Quelques semaines plus tard, une évaluation a révélé que je souffrais en effet d’un TDAH (trouble du déficit de l’attention avec hyperactivité). Ce syndrome était la cause indirecte du sentiment d’incompétence qui m’avait toujours habitée. D’une certaine façon, j’étais soulagée. J’avais enfin une explication à mon mal-être…

La suite…

Bien sûr, un diagnostic n’est pas un coup de baguette magique. Il y a maintenant un an que je suis traitée, et ma médication nécessite encore des rectifications. Alors, je m’arme de patience en attendant que mon psychiatre trouve le bon dosage. En parallèle, je consulte un ergothérapeute qui m’apprend à m’organiser et à reconnaître l’impact de mon trouble sur ma vie, afin que je cesse de me battre contre ce que je ne peux pas changer. Les progrès que je fais sont inestimables.

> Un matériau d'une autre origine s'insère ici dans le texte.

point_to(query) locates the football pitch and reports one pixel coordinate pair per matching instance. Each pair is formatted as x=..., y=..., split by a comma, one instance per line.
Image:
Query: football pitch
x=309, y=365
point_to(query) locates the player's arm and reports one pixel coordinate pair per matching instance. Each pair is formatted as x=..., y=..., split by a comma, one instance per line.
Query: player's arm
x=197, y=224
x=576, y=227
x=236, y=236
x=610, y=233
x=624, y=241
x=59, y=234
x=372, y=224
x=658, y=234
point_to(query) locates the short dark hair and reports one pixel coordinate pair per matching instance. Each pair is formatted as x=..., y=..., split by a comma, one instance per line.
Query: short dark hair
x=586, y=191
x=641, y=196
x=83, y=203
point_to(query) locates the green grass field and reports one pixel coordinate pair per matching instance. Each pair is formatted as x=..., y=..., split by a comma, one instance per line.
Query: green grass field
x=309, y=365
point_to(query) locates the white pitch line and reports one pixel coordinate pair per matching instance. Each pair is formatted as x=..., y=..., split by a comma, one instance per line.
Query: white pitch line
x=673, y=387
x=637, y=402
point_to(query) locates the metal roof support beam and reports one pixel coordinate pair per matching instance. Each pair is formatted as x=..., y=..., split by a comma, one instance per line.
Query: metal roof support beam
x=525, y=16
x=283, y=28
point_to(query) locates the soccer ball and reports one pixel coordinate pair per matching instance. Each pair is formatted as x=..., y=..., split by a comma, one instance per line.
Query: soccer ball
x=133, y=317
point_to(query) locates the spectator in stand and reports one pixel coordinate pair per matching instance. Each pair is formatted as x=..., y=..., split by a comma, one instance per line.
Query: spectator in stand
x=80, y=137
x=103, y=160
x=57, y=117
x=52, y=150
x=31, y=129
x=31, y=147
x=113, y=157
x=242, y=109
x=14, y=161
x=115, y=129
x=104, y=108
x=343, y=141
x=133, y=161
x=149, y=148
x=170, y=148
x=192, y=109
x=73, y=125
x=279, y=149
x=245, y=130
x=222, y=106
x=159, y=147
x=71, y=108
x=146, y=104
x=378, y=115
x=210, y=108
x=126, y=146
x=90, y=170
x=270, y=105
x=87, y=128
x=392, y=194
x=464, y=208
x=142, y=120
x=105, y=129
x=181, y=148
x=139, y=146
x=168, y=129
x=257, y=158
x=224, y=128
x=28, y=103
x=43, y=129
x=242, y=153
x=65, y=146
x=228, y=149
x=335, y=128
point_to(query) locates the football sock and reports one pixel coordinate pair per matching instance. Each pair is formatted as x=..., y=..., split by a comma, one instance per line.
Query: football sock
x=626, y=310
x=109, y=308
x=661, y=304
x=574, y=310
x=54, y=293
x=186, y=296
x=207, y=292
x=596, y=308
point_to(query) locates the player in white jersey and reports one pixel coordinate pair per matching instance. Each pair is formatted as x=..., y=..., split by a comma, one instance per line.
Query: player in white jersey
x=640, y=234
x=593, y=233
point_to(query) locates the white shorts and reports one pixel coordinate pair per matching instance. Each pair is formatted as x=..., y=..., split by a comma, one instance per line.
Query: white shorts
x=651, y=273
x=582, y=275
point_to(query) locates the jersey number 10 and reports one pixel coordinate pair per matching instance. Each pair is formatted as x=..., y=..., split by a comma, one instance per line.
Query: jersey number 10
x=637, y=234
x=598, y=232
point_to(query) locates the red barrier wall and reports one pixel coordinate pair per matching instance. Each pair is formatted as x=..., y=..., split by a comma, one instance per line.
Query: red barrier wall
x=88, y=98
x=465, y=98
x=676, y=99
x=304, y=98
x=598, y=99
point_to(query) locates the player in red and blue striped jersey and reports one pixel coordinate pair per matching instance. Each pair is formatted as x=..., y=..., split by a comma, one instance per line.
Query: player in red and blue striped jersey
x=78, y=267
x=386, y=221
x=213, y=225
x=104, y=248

Je sais que le TDAH ne se soigne pas complètement et que je ne serai jamais «normale». Mais la psychologue de ma fille ne m’avait pas menti: aujourd’hui, j’apprends peu à peu à m’aimer comme je suis et à mettre en place des mécanismes pour que ma condition affecte le moins possible ma vie et celle de mes proches. Je peux aussi maintenant aiguiller mes enfants vers des solutions qui pourraient leur faciliter les choses. Contrairement à moi, ils ont eu la chance d’être diagnostiqués tôt, alors je tiens à leur donner accès à toutes les ressources nécessaires pour qu’ils ne vivent pas ce que j’ai vécu. Je leur offre tout mon soutien, et ils me le rendent bien! Ensemble, on apprend aussi qu’on est peut-être différents des autres, mais pas bêtes pour autant. Et ça, ça change une vie.